De nombreux foyers n’arrivent pas à joindre les deux bouts. Les Cartons du Cœur leur offrent une aide ponctuelle bienvenue. Reportage dans le sillon d’une livraison dans la région biennoise.

Les denrées sont désormais conditionnées dans des box transparents. NH

Les cartons sont prêts. Ils ont été confectionnés par deux bénévoles parmi la septantaine qui font tourner l’antenne biennoise des Cartons du Cœur. Chaque lot de «cartons», en fait des boîtes en plastique transparentes, a été rempli en fonction de la composition du foyer auquel il est destiné. En présence d’enfants, des douceurs ou des peluches ont été judicieusement ajoutées. Le tout est complété avec des produits laitiers, conditionnés dans des sacs réfrigérants, et des cabas composés de fruits et de légumes frais.

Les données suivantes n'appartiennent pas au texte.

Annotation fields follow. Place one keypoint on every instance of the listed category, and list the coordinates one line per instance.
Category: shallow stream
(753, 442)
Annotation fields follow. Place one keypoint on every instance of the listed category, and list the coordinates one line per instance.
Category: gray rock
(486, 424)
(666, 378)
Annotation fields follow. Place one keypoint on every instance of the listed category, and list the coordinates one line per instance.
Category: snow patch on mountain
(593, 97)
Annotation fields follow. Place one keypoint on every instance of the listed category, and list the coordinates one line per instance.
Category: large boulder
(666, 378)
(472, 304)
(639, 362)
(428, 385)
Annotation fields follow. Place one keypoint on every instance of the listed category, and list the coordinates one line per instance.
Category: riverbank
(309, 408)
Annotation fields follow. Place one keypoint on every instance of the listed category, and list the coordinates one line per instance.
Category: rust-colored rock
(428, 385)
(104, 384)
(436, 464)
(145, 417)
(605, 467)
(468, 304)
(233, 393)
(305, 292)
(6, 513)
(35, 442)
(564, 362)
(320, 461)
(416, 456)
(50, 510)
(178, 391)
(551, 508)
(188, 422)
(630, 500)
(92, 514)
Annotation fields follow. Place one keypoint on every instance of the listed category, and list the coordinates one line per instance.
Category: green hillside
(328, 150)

Yvonne et Mascia qui, par humilité, ont tenu à conserver l’anonymat, chargent toute la marchandise dans la voiture d’Yvonne, et c’est parti pour la tournée du jour.
Premier arrêt, sur les hauteurs de Bienne. Yvonne trouve aisément une place de stationnement proche du lieu de livraison. C’est que les cartons sont lourds à transporter, même pour Yvonne, retraitée qui ne fait pas son âge, et Mascia, jeune quinquagénaire. «Chacun pèse entre 10 et 13 kilos, voire davantage», jauge Mascia.
Nous ne verrons pas le premier bénéficiaire de cette tournée des Cartons du Cœur. Un monsieur à la retraite que ses deux anges du jour présument assez isolé.
Précarité et solitude vont souvent de pair, observent les deux livreuses bénévoles. «Un cas m’a remué pendant des semaines», reconnaît Mascia, qui s’exprime plus facilement en français qu’Yvonne. «C’était une dame âgée qui ne voyait sans doute pas grand monde. Quand nous nous sommes rendues chez elle pour lui livrer des victuailles, elle était tellement contente de nous voir. Elle nous parlait, elle nous tenait la main. Je me suis dit que nous étions sans doute les seules personnes qu’elle côtoyait depuis des jours.»

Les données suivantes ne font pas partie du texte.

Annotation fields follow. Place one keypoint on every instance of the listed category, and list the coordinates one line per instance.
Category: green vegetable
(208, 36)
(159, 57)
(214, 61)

Après cette première livraison, on reprend vite la route. Bien qu’elles ne résident pas à Bienne, Yvonne et Mascia s’orientent sans encombre dans la ville. A force de réaliser des livraisons pour les Cartons du Cœur, elles ont appris à la connaître, et certains quartiers plus que d’autres. «On va souvent à la Bielstrasse», observe Mascia. «Oui, il y a des secteurs  où les besoins sont plus importants qu’ailleurs.»

Deuxième arrêt. Les «cartons» sont empilés sur un diable.  Deux jeunes enfants et leur maman nous attendent au pied d’un immeuble à l’entretien négligé. Tous tiennent absolument à nous prêter main-forte pour porter la marchandise jusque chez eux, au sixième étage. Evidemment, il n’y a pas d’ascenseur....

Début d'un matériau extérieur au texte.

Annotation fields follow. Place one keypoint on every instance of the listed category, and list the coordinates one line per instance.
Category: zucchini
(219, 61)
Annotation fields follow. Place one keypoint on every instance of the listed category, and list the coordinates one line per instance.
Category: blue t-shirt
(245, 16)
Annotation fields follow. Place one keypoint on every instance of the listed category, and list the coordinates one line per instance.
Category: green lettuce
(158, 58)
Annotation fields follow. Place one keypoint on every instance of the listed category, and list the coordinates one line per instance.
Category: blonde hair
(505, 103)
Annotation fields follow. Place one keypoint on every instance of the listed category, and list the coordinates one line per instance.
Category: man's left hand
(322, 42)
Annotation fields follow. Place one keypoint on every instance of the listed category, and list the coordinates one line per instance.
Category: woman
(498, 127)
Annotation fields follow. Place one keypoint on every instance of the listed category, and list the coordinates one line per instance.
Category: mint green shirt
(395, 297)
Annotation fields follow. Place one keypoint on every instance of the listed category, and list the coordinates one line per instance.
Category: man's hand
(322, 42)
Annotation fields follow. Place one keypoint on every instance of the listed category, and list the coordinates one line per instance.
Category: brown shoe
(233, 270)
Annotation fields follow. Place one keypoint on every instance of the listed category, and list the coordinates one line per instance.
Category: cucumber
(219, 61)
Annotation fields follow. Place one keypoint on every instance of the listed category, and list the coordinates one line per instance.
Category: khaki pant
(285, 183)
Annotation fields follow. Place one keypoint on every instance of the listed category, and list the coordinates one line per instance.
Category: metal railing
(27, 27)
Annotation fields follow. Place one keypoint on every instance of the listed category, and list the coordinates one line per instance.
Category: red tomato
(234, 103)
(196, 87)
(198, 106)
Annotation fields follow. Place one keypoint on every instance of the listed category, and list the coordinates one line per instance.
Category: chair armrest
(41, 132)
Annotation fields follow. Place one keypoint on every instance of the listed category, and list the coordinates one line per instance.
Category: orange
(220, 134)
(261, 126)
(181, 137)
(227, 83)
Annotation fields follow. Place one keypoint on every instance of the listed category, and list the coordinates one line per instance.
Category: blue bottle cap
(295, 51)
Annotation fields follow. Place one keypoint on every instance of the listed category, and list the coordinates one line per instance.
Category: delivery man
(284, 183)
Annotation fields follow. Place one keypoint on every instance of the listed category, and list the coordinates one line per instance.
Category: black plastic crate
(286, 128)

Lors de chaque livraison, c’est le même rituel. Les box de marchansise acheminés, on s’empresse de les vider afin de pouvoir les reprendre. Avant de prendre congé, Mascia et Yvonne sont très souvent vivement remerciées. «Cela me gêne. Les gens veulent aussi me préciser pourquoi ils ont dû recourir aux Cartons du Cœur. Je leur réponds qu’ils ont déjà dû expliquer leur situation une première fois lorsqu’ils ont appelé notre centrale, cela suffit, pas besoin de se justifier. A mon avis, quand tu dois téléphoner pour avouer que tu n’as plus d’argent pour t’acheter de quoi manger, c’est déjà assez dur.»

Pas besoin d’un coup du sort pour avoir besoin des Cartons du Cœur. La paupérisation touche des étudiants, des personnes ne disposant que d’une toute petite rente AVS, des migrants, des familles monoparentales, des travailleurs à temps plein, mais dont le salaire ne permet pas une vie décente.  Une dépense inattendue, aussi minime soit-elle,  peut déséquilibrer un fragile budget pour celles et ceux qui se trouvent à la  limite de la précarité.
Active un peu partout en Suisse, l’association caritative apporte une aide très ponctuelle sous forme de nourriture et de produits d’hygiène. Pas de quoi colmater les brèches durablement, selon Mascia. «La nourriture que nous livrons sera consommée en quelques jours à peine. Comment font les gens ensuite? A mon avis, ils n’auront pas plus d’argent le mois suivant. Cela me travaille...»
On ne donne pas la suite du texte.